Hexham Abbey is one of the earliest surviving Christian foundations in Britain. Built in AD674 as a Benedictine monastery following a gift of land to St Wilfrid by Queen Etheldreda, the church was one of the first stone built, possibly based on a Roman-style basilica plan. The original building contains stone recycled from the old Roman fort at Corbridge. All that remains of the original church is the crypt dedicated to St Andrew, the foundations of an apse, St Acca’s cross and the Saxon Frith stool. Hexham Abbey has experienced many phases of building and architectural development. In the 9th century it was damaged by Viking raids and refounded as an Augustinian priory. Between 1180 and 1250, Augustinian canons constructed a substantial church in the new Early English style. The aisled rectangular chancel and choir was built first; then the south transept with its night stair still in use today; followed by the more richly ornamental north transept; and finally the crossing. In 1296, the priory was set alight by raiding Scots led by William Wallace. The 14th century renewal of the church involved building a row of low chapels at the east end of the chancel and aisles. In 1429, following a bequest from Newcastle merchant Roger Thornton, work was started on building the nave. The most impressive survivals from this period are the Ogle and Leschman chantry chapels with their richly carved stonework and collection of wooden panel paintings depicting Christ’s Resurrection. Following Henry VIII’s Dissolution of the Monasteries in 1537, the priory was formally dissolved and the Abbey became Hexham Parish Church. In 1828, part of its East wing collapsed and was rebuilt and restored by Newcastle Architect, John Dobson, in 1857-8. Finally, at the end of the 19th century, the architect Temple Moore, a pupil of Sir George Gilbert Scott, rebuilt the nave on the existing 12th century plan in a Victorian Gothic style.

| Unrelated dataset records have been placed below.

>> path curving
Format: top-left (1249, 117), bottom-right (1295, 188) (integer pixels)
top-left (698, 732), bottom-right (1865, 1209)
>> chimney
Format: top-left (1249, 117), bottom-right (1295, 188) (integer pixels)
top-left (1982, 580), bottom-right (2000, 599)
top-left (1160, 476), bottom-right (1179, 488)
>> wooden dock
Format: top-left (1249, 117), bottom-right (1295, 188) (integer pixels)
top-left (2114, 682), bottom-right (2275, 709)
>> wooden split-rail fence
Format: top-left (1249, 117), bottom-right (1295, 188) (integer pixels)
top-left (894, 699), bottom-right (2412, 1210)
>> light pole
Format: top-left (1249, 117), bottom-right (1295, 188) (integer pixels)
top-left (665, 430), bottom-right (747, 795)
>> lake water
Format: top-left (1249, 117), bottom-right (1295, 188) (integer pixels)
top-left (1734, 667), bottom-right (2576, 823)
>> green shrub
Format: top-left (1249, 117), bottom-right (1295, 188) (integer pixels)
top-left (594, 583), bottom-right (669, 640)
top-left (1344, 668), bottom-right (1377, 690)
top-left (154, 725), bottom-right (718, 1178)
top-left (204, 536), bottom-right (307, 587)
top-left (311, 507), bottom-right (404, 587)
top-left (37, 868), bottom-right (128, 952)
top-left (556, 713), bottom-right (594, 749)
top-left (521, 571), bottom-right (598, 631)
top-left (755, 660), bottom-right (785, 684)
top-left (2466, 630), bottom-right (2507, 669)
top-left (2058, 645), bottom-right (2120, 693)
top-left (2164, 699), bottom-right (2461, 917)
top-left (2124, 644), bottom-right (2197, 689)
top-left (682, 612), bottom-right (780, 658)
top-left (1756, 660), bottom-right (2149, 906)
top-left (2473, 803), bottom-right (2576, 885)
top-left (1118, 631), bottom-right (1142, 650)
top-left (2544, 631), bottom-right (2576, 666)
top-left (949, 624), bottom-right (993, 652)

The grant will fund detailed 3D photogrammetry surveying and modelling the east end of the chancel, the tower belfry and the Saxon crypt. Surveying the East End will inform the design and specification for the work needed to the East End. Surveying the Tower will record what is left before it disappears and provide the case for restoration project. Surveying the Crypt is the first stage in a repair strategy to deal with the increasing dampness; it will also provide the means for visitors to the Abbey to explore the Crypt, even if they can’t personally access it.